Mendengar ucapan Rania, aku baru sadar bahwa tak semua perempuan adalah pelupa. Rania bukan "Gadis Pelupa", ia pengingat yang ulung. Semua ucapanku tersimpan dengan rapi di benaknya. Dalam waktu-waktu tertentu ia akan mengulang perkataan-perkataan yang pernah kuutarakan kepadanya.
"Aku kira kau pelupa, tak ingat dengan apapun yang telah aku ucapkan selama ini," helaku. Rania hanya mengerucutkan kening.
"Aku bukan "gadis pelupa"-mu. Jadi, jangan samakan aku dengannya," tegasnya.
"Bukan itu maksudku, Ra. Kan, belum aku jelaskan," kataku.
"Iya.
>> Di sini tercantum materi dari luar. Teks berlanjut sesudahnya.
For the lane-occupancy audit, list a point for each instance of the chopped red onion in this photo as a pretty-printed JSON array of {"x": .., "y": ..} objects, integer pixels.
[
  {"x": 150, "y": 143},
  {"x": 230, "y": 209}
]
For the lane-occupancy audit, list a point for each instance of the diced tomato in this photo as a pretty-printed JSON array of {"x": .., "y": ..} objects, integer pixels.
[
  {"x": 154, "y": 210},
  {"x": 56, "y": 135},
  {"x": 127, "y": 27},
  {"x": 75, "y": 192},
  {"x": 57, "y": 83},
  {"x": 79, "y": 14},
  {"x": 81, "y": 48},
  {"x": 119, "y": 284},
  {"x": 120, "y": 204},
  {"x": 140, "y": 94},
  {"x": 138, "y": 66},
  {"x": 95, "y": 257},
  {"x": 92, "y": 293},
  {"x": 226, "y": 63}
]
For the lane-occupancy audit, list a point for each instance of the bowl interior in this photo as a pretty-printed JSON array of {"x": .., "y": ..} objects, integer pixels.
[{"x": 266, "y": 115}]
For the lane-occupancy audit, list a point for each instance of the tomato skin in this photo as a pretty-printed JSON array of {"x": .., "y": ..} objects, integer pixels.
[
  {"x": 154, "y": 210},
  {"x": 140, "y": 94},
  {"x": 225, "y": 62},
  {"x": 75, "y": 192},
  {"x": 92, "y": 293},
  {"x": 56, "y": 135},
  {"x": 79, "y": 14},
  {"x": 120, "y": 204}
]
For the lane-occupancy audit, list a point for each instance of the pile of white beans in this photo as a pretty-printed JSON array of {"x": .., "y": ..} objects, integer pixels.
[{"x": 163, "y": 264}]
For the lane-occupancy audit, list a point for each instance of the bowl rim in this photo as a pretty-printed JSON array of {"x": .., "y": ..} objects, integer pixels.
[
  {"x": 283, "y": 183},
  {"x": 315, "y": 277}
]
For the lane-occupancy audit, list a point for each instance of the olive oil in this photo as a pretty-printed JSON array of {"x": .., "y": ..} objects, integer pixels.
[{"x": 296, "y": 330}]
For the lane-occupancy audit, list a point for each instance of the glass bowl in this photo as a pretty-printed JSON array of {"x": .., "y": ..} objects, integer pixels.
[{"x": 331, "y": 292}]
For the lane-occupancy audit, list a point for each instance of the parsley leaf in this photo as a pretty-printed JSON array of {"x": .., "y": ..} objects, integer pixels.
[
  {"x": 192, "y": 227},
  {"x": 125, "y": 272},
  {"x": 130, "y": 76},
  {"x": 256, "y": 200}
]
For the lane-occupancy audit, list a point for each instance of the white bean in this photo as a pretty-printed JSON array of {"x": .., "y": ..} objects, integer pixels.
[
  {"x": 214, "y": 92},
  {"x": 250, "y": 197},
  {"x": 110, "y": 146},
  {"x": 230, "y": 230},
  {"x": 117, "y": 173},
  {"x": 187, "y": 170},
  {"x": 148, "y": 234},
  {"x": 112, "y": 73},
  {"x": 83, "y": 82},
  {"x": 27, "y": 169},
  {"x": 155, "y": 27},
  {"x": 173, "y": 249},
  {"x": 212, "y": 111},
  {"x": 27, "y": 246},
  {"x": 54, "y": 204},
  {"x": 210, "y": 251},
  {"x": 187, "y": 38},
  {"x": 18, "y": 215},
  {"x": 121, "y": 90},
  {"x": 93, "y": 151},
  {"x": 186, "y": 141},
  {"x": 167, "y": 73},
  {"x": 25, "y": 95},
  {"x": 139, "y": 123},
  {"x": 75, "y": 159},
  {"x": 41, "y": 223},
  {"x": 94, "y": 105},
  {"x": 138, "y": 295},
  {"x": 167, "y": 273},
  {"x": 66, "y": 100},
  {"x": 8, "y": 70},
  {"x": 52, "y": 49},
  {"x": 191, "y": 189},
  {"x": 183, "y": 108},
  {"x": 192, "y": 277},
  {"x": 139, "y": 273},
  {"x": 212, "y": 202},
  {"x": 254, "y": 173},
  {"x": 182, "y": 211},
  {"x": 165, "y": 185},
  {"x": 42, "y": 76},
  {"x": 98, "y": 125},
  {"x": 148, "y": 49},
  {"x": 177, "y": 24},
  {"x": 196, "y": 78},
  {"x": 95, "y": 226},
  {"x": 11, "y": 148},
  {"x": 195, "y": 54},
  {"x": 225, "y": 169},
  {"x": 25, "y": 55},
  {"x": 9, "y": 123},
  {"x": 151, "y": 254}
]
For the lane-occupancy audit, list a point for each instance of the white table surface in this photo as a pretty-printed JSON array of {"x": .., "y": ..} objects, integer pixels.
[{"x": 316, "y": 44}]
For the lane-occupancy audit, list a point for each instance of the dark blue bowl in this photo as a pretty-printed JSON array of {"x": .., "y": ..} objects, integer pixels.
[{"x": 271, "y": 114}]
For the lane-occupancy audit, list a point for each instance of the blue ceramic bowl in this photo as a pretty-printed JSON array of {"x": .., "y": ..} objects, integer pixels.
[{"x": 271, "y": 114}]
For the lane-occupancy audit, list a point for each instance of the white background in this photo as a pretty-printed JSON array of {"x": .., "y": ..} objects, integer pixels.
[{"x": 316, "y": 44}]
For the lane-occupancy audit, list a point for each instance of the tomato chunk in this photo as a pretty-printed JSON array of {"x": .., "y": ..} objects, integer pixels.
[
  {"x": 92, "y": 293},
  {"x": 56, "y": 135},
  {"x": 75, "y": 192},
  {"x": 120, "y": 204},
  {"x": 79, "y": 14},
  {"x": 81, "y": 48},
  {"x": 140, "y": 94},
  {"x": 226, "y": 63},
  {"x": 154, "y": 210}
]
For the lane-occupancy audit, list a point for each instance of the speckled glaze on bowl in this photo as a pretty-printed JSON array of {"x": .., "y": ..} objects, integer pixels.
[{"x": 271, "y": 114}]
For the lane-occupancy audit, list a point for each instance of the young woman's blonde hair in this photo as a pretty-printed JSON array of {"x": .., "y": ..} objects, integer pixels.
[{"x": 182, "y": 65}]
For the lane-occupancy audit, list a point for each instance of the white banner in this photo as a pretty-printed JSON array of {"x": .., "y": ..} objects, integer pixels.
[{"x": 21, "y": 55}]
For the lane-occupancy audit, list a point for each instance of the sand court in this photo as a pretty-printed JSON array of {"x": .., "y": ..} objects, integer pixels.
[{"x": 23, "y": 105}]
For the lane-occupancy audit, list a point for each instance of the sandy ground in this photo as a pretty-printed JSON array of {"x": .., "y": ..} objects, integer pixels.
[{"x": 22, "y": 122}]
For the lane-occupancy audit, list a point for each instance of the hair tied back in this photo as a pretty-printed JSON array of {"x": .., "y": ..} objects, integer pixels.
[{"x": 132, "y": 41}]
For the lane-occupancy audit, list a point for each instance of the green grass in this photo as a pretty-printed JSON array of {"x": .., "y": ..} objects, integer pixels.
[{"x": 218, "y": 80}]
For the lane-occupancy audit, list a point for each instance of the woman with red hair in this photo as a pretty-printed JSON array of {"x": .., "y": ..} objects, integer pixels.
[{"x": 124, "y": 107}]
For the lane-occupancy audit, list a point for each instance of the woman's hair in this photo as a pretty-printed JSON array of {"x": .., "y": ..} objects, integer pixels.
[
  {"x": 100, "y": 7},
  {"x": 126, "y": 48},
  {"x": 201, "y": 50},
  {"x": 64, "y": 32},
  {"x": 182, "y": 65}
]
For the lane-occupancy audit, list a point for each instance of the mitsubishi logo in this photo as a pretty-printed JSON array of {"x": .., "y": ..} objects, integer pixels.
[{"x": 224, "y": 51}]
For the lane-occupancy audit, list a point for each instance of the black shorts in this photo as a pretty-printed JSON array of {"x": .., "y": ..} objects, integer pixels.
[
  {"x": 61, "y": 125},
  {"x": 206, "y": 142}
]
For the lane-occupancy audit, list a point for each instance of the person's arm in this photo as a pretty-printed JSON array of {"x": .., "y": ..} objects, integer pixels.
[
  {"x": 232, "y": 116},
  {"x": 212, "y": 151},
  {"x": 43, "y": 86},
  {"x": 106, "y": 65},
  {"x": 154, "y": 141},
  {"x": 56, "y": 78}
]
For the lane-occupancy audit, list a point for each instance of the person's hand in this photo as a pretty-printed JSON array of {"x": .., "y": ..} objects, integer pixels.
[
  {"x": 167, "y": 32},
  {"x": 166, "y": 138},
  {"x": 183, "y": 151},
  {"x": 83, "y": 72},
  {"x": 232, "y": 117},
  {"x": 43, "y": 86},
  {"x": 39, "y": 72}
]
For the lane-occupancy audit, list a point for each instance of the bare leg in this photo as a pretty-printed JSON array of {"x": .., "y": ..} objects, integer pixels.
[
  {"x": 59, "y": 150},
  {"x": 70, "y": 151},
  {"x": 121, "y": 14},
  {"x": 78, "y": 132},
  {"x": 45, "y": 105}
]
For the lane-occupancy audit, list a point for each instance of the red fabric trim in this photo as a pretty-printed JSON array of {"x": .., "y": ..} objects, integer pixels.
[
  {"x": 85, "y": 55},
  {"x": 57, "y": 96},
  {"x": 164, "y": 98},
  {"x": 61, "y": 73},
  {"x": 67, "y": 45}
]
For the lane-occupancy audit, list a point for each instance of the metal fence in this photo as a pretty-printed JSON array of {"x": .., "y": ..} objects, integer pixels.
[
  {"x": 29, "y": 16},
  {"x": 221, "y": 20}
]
Aku paham maksudmu". Aku melanjutkan pekerjaanku, sementara Rania mulai menengadah langit pekat, menatap bintang-gemintang yang baru saja berkedip di barat langit Banda Aceh. Aku tahu persis, bila ia sedang fokus kepada sesuatu hal, maka akan ada perihal yang akan ditumpahkan.
"Begini, tuan". Tak lama hal yang aku duga terjadi. Rania mulai bertausiah. Bila ia memanggilku Tuan, maka pembahasannya tentu serius dan apik. Namun, aku belum dapat berhipotesis terkait apa yang akan diutarakan oleh gadis kesayanganku itu.
"Seperlunya saja, Tuan, tak usah cemas atau mencemaskan sesuatu yang tak sanggup kita pikul. Sebab, lapar adalah pangkal dari segala kegelapan; gelap nalar, gelap logika, gelap pandangan, gelap etika, di mana seseorang yang sedang lapar akan melakukan apa saja, termasuk kejahatan, serta hal-hal rendahan lainnya,"
Aku melongo, Rania melanjutkan pemaparannya, "kau lihat, kondisi telah merubah segalanya, merubah rasa kasih sayang manusia, merubah keimanan insan, merubah kebudayaan, merubah peradaban, bahkan merubah sifat sosial seluruh penduduk bumi," tukasnya.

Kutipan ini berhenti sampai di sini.